Banks surged Wednesday following strong results from a slew of financial companies, and U.S. stock indexes finished broadly higher. Concerns about trade tensions between the U.S. and China derailed a bigger gain.
Financial and investment companies surged as fourth-quarter reports from Wall Street continued to roll in. Goldman Sachs’ stock had its best day in 10 years, and Bank of America its best in seven. Banks were some of the chief beneficiaries of the corporate tax cut that took effect at the end of 2017, which fattened their balance sheets, but their stocks endured a rough year in 2018.
U.S. indexes were on track for larger gains before the Wall Street Journal reported that federal prosecutors could bring criminal charges against Chinese tech company Huawei related to alleged theft of trade secrets from U.S. companies. Huawei has been at the center of the trade and technology policy dispute between the U.S. and China. Charges against the company could raise tensions between Washington and Beijing.
The S&P 500 index gained 5.80 points, or 0.2 percent, to 2,616.10 after rising as much as 0.6 percent during the day.
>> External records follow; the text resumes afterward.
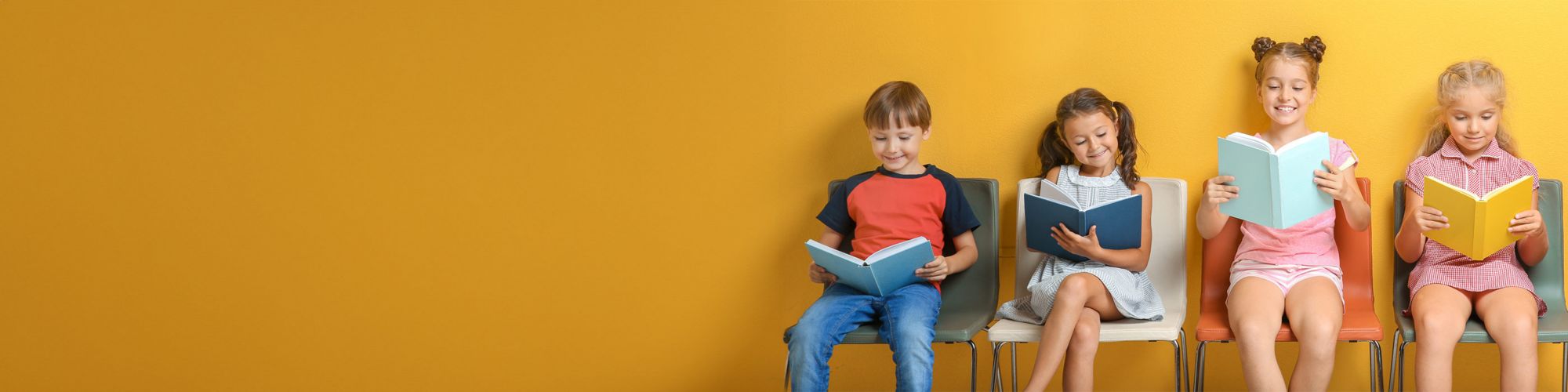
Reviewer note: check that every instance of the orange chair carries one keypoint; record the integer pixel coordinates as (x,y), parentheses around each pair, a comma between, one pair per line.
(1356,261)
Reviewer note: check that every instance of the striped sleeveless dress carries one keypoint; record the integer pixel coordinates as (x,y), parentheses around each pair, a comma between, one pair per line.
(1133,292)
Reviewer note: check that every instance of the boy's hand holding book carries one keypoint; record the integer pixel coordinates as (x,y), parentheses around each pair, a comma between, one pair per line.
(935,270)
(822,275)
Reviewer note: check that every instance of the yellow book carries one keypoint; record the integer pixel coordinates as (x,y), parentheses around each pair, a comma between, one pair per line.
(1478,225)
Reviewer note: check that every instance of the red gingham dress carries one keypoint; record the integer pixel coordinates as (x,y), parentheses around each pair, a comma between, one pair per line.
(1443,266)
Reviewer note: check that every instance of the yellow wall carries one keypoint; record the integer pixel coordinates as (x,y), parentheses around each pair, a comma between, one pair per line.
(598,195)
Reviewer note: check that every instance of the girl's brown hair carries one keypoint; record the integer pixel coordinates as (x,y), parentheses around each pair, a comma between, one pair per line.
(1451,85)
(1053,145)
(1310,53)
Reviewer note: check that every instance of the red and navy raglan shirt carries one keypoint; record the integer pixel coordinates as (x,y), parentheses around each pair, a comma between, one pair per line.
(882,209)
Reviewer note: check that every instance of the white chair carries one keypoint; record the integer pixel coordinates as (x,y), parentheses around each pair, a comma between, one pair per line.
(1167,269)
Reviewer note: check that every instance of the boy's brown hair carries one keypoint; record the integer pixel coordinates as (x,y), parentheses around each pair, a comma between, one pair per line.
(898,104)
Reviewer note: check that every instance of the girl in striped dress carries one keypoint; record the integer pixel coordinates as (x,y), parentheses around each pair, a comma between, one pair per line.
(1468,147)
(1089,153)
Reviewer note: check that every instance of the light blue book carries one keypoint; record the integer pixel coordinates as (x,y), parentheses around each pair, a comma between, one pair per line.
(1277,187)
(880,274)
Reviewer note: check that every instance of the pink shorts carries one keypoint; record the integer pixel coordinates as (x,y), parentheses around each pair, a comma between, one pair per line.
(1287,277)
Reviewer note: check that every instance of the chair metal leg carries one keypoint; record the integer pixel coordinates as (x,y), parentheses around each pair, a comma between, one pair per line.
(1199,380)
(996,366)
(786,376)
(1398,372)
(1015,366)
(1186,382)
(975,363)
(1377,355)
(1376,366)
(1177,365)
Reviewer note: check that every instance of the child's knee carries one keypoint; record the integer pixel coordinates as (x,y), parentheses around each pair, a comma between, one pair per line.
(1255,327)
(1512,328)
(1075,288)
(1087,328)
(1442,327)
(1318,328)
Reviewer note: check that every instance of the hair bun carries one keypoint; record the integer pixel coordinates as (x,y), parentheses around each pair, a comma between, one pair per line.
(1316,48)
(1260,46)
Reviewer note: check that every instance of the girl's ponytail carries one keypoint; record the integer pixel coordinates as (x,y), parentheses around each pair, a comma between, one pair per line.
(1053,151)
(1127,145)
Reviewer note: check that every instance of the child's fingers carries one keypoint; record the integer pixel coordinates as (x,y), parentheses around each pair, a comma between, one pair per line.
(1332,169)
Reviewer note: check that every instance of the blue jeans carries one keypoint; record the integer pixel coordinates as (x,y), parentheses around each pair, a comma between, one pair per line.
(909,324)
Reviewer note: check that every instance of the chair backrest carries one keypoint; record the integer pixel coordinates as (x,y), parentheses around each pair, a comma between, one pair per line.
(1167,249)
(1548,275)
(978,286)
(1356,260)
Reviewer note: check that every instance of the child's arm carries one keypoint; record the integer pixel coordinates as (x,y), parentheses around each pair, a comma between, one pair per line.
(1534,245)
(945,266)
(1134,260)
(1341,184)
(819,275)
(1210,217)
(1420,220)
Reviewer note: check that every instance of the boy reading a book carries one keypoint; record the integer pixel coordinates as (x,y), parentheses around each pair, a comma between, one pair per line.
(895,203)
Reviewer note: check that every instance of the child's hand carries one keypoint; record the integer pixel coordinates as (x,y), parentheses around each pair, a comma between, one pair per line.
(1335,183)
(821,275)
(935,270)
(1218,192)
(1081,245)
(1528,223)
(1429,219)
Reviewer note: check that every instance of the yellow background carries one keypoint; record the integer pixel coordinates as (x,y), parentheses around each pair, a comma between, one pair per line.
(604,195)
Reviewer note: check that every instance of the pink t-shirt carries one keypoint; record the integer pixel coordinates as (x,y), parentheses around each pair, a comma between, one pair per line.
(1310,242)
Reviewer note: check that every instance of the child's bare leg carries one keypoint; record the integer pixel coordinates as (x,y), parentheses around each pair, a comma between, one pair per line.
(1316,314)
(1440,313)
(1076,292)
(1255,310)
(1078,374)
(1509,316)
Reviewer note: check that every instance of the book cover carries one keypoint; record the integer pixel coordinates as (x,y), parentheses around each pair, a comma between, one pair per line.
(1119,223)
(1478,225)
(882,272)
(1277,187)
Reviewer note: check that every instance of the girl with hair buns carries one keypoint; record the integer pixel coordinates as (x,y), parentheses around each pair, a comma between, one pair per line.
(1468,147)
(1293,272)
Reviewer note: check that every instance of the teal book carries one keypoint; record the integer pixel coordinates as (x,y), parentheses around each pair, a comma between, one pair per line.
(882,272)
(1277,187)
(1119,223)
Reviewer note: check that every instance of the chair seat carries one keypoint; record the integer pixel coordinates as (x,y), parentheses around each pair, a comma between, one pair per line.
(1553,328)
(1359,325)
(951,328)
(1109,332)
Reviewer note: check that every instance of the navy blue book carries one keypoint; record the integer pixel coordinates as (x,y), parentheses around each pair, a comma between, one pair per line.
(1119,223)
(882,272)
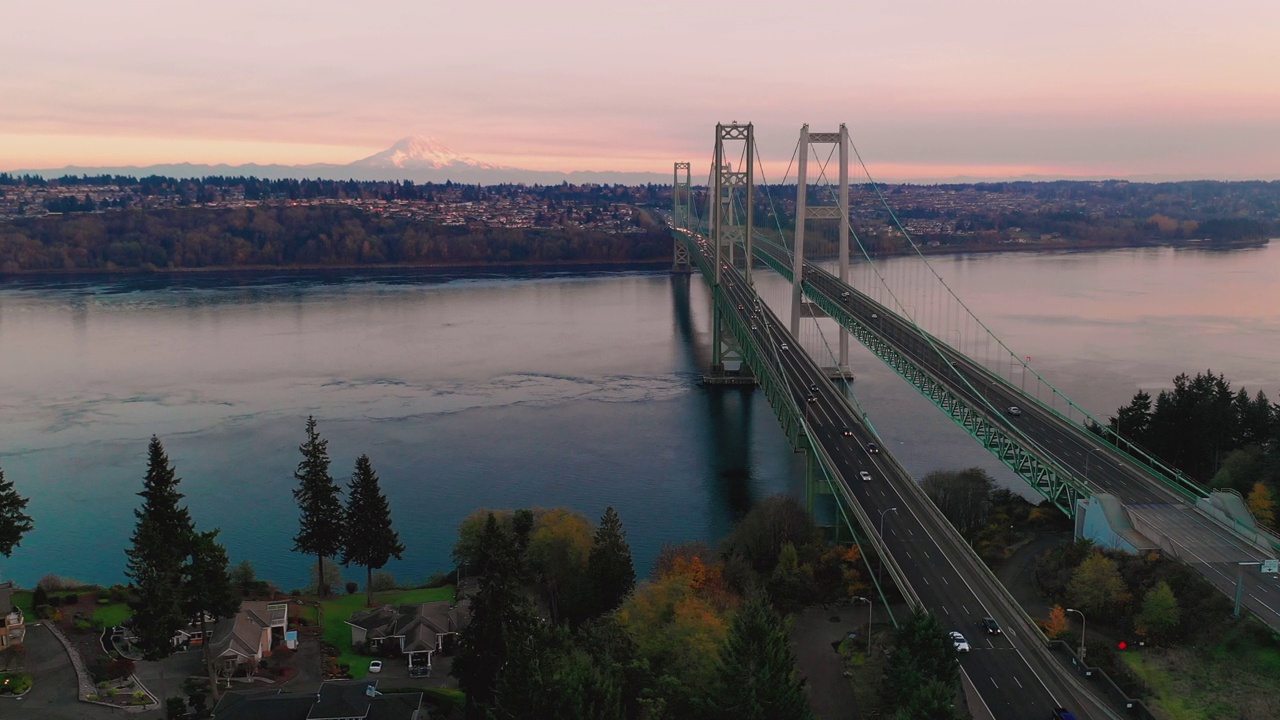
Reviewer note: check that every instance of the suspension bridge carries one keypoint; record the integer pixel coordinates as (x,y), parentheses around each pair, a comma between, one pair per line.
(1118,495)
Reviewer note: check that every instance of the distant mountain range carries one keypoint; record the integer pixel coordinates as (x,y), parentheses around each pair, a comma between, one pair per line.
(415,158)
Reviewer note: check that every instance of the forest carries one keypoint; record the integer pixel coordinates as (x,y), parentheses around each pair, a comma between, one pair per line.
(297,236)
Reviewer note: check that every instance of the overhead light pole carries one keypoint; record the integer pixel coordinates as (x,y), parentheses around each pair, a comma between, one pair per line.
(1084,625)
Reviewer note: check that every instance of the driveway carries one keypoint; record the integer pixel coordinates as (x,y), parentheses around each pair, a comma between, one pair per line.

The S&P 500 is up 4.4 percent so far in January.
The Dow Jones Industrial Average increased 141.57 points, or 0.6 percent, to 24,207.16. The Nasdaq composite rose 10.86 points, or 0.2 percent, to 7,034.69.
Smaller companies did better than the rest of the market. The Russell 2000 index rose 9.48 points, or 0.7 percent, to 1,454.70.
Goldman Sachs posted strong results from its advisory business in the fourth quarter even though its trading business, like the rest of Wall Street, struggled as stock and bond markets went through huge swings. Goldman’s stock jumped 9.5 percent to $197.08 after a steep slump over the past 10 months.
Bank of America climbed 7.2 percent to $28.45 after its profit surged, thanks to last year’s steady rise in interest rates, which has allowed it to charge customers more to use credit cards or take out a mortgage. Bank of America’s consumer banking business is by far its largest division by revenue and profits.
Investment firm BlackRock rose 3.1 percent to $413.04; regional bank Comerica picked up 5.5 percent to $78.13 after they reported their quarterly results.
Britain’s FTSE 100 stock index slipped 0.5 percent after Parliament rejected the deal negotiated by Prime Minister Theresa May with European leaders over the country’s departure from the EU. May’s government survived a vote of no confidence after the close of trading in the U.K.
The pound rose to $1.2876 from $1.2834. It fell 6.6 percent in the last 12 months.
Benchmark U.S. crude gained 0.4 percent to $52.31 per barrel in New York. Brent crude, the international standard, rose 0.1 percent to $61.37 a barrel in London.
Bond prices dipped. The yield on the 10-year Treasury note rose to 2.72 percent from 2.70 percent.
In other commodities trading, wholesale gasoline edged up 0.3 percent to $1.42 a gallon and heating oil rose 1.2 percent to $1.89 a gallon. Natural gas fell 3.3 percent to $3.38 per 1,000 cubic feet.
Gold rose 0.4 percent to $1,293.80 an ounce and silver inched up 0.1 percent to $15.64 an ounce. Copper rose 1.5 percent to $2.67 a pound.
The dollar rose to 108.92 yen from 108.57 yen. The euro slipped to $1.1398 from $1.1402.